DELAWARE BAY AND SOUTHERN INLETS
When thousands of stripers -- some of which spent the summer fully 100 miles from the sea -- begin to leave the Delaware River along with large schools of forage heading seaward, suddenly lots of stripers join the already numerous bluefish in the Delaware Bay. An ebbing tide is nature’s chum line emptying from the upper reaches of the river.

What’s unique about Delaware Bay is that many stripers will spend the winter in its waters. So from Labor Day until it just gets too cold to fish, bay stripers are present and feeding.

Drifting live eels, spot or chunk bait through the rips and eddies that form above the varied bottom configuration of the bay is a fun way to score with stripers and blues.

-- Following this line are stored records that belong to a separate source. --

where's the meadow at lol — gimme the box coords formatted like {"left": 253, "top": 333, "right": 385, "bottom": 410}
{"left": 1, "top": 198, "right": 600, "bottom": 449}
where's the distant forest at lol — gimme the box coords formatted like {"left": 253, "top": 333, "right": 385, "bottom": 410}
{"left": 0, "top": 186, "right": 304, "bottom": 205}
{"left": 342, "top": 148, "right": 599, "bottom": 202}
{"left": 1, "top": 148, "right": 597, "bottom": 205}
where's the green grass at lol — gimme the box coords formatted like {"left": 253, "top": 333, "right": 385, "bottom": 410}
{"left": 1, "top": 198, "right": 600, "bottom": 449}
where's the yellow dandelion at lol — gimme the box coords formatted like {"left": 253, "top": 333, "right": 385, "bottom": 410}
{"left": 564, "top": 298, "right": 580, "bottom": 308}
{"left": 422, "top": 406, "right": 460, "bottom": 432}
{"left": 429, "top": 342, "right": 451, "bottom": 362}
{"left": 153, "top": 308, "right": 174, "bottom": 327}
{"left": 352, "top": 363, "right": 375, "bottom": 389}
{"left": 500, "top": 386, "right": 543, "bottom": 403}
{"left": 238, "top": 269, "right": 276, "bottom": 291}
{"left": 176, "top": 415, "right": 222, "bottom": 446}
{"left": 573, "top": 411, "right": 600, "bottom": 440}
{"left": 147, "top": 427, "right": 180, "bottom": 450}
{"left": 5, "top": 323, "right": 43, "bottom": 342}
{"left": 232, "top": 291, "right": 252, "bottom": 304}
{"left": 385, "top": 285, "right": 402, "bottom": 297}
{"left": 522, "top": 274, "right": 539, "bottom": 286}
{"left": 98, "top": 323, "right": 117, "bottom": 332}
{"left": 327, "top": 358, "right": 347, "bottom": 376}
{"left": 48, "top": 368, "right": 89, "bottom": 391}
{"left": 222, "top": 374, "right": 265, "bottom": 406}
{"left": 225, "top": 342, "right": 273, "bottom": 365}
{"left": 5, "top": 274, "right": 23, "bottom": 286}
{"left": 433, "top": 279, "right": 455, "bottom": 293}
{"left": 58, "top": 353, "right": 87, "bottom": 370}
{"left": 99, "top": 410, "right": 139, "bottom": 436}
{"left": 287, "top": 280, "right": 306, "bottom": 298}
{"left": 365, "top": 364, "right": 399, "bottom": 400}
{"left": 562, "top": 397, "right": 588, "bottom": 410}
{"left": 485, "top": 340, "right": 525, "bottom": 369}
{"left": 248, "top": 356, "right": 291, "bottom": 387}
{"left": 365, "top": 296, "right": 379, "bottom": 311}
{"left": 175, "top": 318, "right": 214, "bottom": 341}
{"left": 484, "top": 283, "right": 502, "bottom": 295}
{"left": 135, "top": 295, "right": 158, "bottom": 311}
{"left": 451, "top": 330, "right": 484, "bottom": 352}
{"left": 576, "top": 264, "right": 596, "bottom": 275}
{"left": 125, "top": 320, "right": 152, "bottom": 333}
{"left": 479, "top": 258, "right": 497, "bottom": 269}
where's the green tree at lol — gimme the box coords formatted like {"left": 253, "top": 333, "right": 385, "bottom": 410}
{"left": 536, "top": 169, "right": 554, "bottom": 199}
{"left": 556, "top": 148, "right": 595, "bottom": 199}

Just a glance at a navigation chart will show the many varied shoals that flank either side of Bay Shore and Cape May Channels. There’s North Shoal, Middle Shoal and Round Shoal, where the depths are only a minimal 5 to 15 feet deep -- prime locations where baitfish and game fish congregate.

I’ve enjoyed fishing the rips with a casting rod, using a leadhead bucktail jig and pork rind, or a soft-plastic 5- to 8-inch-long swim shad. Just permit your lure to settle to the bottom, and then use a whip retrieve. That often results in exciting strikes from stripers waiting for a meal to be swept their way.

Ah, fall is in the air -- and stripers and bluefish are in the sea, just waiting for you to fool them with a well-placed lure or bait. This may just be the best time of year to be a saltwater fisherman!